Die nächsten Präsidentschaftswahlen in der Ukraine sind derzeit noch für März 2024 geplant. Aufgrund des Kriegsrechts könnten sie aber verschoben werden. Falls sie dennoch stattfinden, wird Alexei Arestowitsch, ein ehemaliger Berater im Büro des ukrainischen Präsidenten, kandidieren, erklärte er diese Woche. Er bestätigte auch, dass die kürzlich von ihm in den sozialen Netzwerken veröffentlichten Vorschläge sein Wahlprogramm seien.
Am Mittwoch hatte er dutzende Punkte zu politischen, wirtschaftlichen, sozialen, militärischen und anderen Reformen in der Ukraine veröffentlicht. Unter anderem sollten nach seiner Ansicht die Streitkräfte der Ukraine auf "strategische Verteidigung" umgestellt werden. Auch die Herangehensweise an die Mobilmachung von potenziellen neuen Kämpfern müsse geändert werden. Wehrpflichtigen Männern solle die Ausreise ins Ausland gestattet werden.
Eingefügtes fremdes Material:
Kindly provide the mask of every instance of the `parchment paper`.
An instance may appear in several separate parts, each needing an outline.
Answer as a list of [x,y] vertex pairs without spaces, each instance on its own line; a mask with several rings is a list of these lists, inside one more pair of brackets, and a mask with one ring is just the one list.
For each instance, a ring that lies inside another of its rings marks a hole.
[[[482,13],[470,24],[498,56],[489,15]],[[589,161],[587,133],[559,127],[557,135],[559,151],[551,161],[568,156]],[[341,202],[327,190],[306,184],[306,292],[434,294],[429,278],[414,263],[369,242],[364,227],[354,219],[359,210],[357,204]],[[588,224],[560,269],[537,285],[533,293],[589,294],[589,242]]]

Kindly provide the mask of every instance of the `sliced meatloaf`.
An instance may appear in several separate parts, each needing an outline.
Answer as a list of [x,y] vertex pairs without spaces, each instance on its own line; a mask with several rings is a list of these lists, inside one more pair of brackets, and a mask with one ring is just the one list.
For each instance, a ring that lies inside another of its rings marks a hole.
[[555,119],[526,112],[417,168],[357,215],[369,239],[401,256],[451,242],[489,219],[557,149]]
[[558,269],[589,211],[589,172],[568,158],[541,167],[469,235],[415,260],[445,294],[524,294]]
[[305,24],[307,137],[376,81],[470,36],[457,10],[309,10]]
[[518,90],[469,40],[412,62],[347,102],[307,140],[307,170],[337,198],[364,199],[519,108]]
Für die Bereiche Wirtschaft, Finanzen und Energie schlug er das Verhängen eines Ausnahmezustands vor. Als gesonderte Maßnahme hob er die Prüfung des gesamten Landes durch eine globale Wirtschaftsprüfungsgesellschaft hervor. Gleichzeitig müssten die Steuer- und Zollgesetze des Landes überarbeitet werden, mit dem Ziel, die Verwaltung zu vereinfachen. Weitere Punkte betreffen die Gesundheitsversicherung sowie eine Renten- und eine Justizreform. In Bezug auf die umkämpften Gebiete des Landes schrieb Arestowitsch:
"Ein Vorschlag an den kollektiven Westen: Wir sind bereit für Kissingers Option. Wir fordern den NATO-Beitritt mit der Verpflichtung, die zum Zeitpunkt des Beitritts besetzten Gebiete nicht zurückzuerobern, sondern ihre Rückgabe nur mit politischen Mitteln zu erreichen."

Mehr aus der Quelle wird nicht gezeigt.